Having already established himself as a three star chef in Tokyo at his restaurant also called Araki. The chef made the decision to close his restaurant in 2013 choosing London as his new base in 2014. Establishing itself quickly, the restaurant was awarded a coveted two stars in the 2016 Michelin Guide, before being awarded three in the 2018 guide.
The restaurant itself looks exactly like the traditional sushi restaurants that we visited in Japan – read my post on Sushidokoro-Kurosugi to see what I mean. The counter is made from 200-year-old cypress wood that gifted to Araki by Japanese musician Ryuichi Sakamoto and a curtain separates the counter and the guests from the kitchen. Food-wise it’s  traditional edomae sushi with an omakase menu selected by the chef – the focus is solely on seafood both raw and cooked so if this is problem for you, you are respectfully asked not to book as no adjustments can be made the set menu. Though in reality the genial Mr Araki did double check for dietary requirements and allergies. 
In terms of wines, you won’t see anything under £100 so honestly it made sense to order a bottle of Vintage Dom Perignon as it wasn’t that much more expensive than the other wines. Plus we were celebrating! Beer and sake is available too.

We watched with wrapt attention as Chef Araki and his team skillfuly sliced the fish with the absolute utmost precision. Realistically it can take up to ten years to train as an expert sushi chef, otherwise known as an itamae, but it can even take up to twenty. You only have to watch for a few minutes to see that they’re true craftsman. It’s all presented in the ‘Sado’ tradition of the tea ceremony.

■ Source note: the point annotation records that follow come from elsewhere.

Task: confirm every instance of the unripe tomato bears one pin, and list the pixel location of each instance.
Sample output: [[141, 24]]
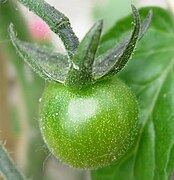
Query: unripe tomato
[[90, 127]]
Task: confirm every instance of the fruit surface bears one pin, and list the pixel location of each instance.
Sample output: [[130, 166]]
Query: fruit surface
[[91, 127]]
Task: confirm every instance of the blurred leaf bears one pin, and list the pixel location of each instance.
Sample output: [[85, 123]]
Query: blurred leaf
[[111, 10], [31, 89], [150, 75]]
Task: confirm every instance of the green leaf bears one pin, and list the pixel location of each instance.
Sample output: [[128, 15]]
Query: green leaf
[[7, 166], [150, 75], [50, 65]]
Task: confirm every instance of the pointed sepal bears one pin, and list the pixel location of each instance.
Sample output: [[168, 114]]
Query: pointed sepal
[[57, 22], [51, 66], [81, 71], [115, 59]]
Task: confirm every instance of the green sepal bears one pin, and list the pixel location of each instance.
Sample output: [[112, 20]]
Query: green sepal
[[57, 22], [80, 74], [115, 59], [7, 166], [51, 66]]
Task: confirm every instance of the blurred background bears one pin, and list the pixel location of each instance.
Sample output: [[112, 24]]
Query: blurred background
[[20, 88]]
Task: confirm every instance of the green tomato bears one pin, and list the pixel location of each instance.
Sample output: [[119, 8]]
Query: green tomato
[[91, 127]]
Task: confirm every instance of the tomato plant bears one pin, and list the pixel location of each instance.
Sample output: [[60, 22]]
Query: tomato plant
[[88, 117], [91, 127]]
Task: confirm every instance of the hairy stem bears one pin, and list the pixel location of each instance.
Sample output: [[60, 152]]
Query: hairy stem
[[7, 167]]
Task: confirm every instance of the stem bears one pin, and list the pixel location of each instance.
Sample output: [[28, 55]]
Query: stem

There’s around eleven courses served at The Araki, all using the finest ingredients and served on beautiful china dishes, directly on the counter or even put into your hand with instructions on how to eat it.

To ensure freshness, many of the ingredients are sourced from Europe but Araki returns to Japan on a regular basis. His rice comes from the Saitama prefecture and is grown by his wife’s father, while the squid is sourced Cornwall, salmon is Scottish, tuna from Ireland and truffle is from Alba. The ingredients may not be from Japan but the preparation is totally and utterly authentic, just as I’d seen last year – you won’t see any California rolls or westernised sushi here.

There’s no written menu and the whole experience left me a little shell shocked plus so I can’t describe all the dishes perfectly but some appetisers and soup preceded the sushi courses with plenty of lavish additions in the shape of caviar and truffle.

I watched in admiration as the sushi was prepared and placed on the counter slightly warm and we were instructed to pick it up with two fingers and place the fish directly on our tongues.

The tuna was utterly melt in the mouth with such perfect marbling and a light brushing of soy. This is how really good sushi is supposed to be – the cheap stuff is often rice heavy but here we watched as Mr Araki moulded the perfect rice block with his hands.
Last time I had abalone was at Ukai-tei in Tokyo, here it’s pressure steamed for an hour to stop it being chewy.
And topped with Beluga caviar.

Again we watched in awe as the perfect sushi rolls were constructed, each course look deceptively simple but some took around 15 minutes to prepare. 
Finally when the omakase menu came to an end we were asked if we were still hungry and quite honestly there was a resounding yes! Mr Araki’s assistants went about assembling some hand rolls for us to enjoy before dessert.

As in traditional Japanese restaurants, desserts is a light palate cleanser, a simple mouthful beautifully presented.

Now I’m sure what you’re wondering is, was it worth a nearly £1000 price tag? Now of course, I’d only recommend The Araki to absolute die-hard sushi fans but for an almost private audience with three-Michelin starred world class chef with faultless precision and skill coupled with the standard of the ingredients served for me it was worth every penny.